Well, numbers are statistics do speak for themself - but may tell different things. Apache may have most projects in SVN, but the world has most projects in cvs. And most tools (finally) have some good, first class built-in support for CVS, most people are (finally) familiar enough with using cvs. There are some plugins for svn ( and other version control tools ) - but not at the same level.

I like SVN a lot - and for a new project probably I would choose it if there is a choice - sf.net or other places are cvs only. But I don't think all the pain for switching tomcat is justified, and switching few repositories but not others is even worse.

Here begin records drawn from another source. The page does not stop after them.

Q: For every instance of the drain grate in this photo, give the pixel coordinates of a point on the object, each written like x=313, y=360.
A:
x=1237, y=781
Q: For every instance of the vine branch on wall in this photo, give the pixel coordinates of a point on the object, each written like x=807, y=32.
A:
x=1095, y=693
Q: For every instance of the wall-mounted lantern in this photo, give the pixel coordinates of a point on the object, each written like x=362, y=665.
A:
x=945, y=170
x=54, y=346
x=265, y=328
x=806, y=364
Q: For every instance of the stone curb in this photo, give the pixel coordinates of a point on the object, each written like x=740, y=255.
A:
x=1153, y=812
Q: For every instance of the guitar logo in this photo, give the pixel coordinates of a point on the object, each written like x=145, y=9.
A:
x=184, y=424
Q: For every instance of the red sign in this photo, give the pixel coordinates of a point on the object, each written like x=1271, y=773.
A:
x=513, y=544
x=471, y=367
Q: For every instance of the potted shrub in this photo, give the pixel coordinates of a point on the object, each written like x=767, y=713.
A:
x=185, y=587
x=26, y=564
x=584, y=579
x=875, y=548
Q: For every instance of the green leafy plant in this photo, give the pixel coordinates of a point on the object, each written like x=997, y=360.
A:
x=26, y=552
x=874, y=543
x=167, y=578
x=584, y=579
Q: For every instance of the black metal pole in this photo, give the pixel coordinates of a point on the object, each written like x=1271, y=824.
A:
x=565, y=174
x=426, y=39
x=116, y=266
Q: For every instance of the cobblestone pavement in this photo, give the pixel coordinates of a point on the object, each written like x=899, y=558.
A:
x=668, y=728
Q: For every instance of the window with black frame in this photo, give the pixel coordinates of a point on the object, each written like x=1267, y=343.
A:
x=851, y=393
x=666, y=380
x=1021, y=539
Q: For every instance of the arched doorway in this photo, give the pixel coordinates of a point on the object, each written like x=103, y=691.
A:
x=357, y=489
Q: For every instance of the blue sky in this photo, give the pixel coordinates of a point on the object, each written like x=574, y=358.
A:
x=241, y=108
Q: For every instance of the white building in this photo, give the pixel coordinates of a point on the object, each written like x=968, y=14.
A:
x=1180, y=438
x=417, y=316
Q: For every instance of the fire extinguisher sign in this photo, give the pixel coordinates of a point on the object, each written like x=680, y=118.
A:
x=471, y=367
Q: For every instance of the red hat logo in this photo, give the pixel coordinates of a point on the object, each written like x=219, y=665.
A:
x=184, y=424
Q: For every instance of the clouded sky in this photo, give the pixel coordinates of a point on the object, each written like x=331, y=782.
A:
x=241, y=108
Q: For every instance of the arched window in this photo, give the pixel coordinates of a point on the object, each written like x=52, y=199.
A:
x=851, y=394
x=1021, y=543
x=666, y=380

Unless we're going to do major reorganization of the code ( move directories around ) or we start some complex branches, or we have any other need where SVN is much better than CVS - I would say it's better for everyone to stick with the stable environment.


Costin



Henri Yandell wrote:
I've not heard anything about it being mandatory yet, but the numbers
speak for themselves.

The www.apache.org site has 24 coding projects. There are 22 projects
listed on the svn.apache.org/viewcvs.cgi page. 2 of those are dead, so
20 out of 24 ASF projects have an svn presence of some kind.

The people still left with readable CVS modules are:

mod_perl
ant
2/3rds of jakarta
possibly gump (though they have an svn module too)
apache conference
most of xml
logging
half of web services

So I assume at some point there'll be pressure to turn off the CVS server.

On the command line, svn is pretty much the same as cvs. Some bits are
faster, some slower. There are various improved features
(http://subversion.tigris.org/ lists them) that people have been
asking for for ages with CVS.

Habit-wise, the only differences I've hit are:

1) you checkout from a url, not from a cvs-root and a path.
2) tagging/branching is done by copying a directory revision (really
creating a symlink-style thing in the database) and isn't applied to
every file individually.

Tool-wise, Subclipse is an Eclipse plugin that seems to work fine for
standard development (checkout, update, diff, commit). I'm unsure
whether you can create tags/branches using it as I always do that on
the command line, be it cvs or svn. IntelliJ has a plugin and the next
version will have it built in. TortoiseSvn is spoken well of, and I
can vouch for svn on linux/OS X, I've had no problems in the last year
of use.

Docs are docs :) Yep, they'll need updating.

Build scripts. Do you have scripts that check modules out of cvs? If
so I imagine the ant support for svn might be a big deal. Unsure what
it's like.

Hen

On Thu, 03 Feb 2005 21:32:41 -0800, Costin Manolache
<[EMAIL PROTECTED]> wrote:

Is this mandatory ? I suspect there'll be a lot of build
script/doc/habits/tool changes involved. CVS is working reasonably well
at the moment, and a lot of tools have (finally) very good support for it.

Costin

Henri Yandell wrote:

Just wondering if the Tomcat community have any thoughts on a
migration to Subversion?

The process seems pretty easy, though Tomcat may be more complicated
than the usual CVS module. Infra have the process documented at:

http://www.apache.org/dev/cvs2svn.html

The Jakarta status is in the wiki at:

http://wiki.apache.org/jakarta/Migrating_20to_20Subversion

The aim would be for all the tomcat modules to migrate into
asf/repos/jakarta/tomcat/ so that we can have a cleaner top-level
structure to the system, within that though the Tomcat community are
free to choose whatever strategy fits.

I've intentionally left Tomcat until last to nudge about this so as to
build up some experience within Jakarta of dealing with SVN as users
and as a migration. Some of you are probably already getting to grips
with svn following the Commons migration.

Just to provide the context for this, the Infra group are looking to
move from CVS to SVN in the long term and Jakarta were far and away
the main laggards in this. In the last month or so, a third of Jakarta
has moved over, so that's now improving.

Another question is whether the Tomcat community have any svn
expertise in terms of planning svn strategies, or whether we should
try to find some other committers to offer opinions.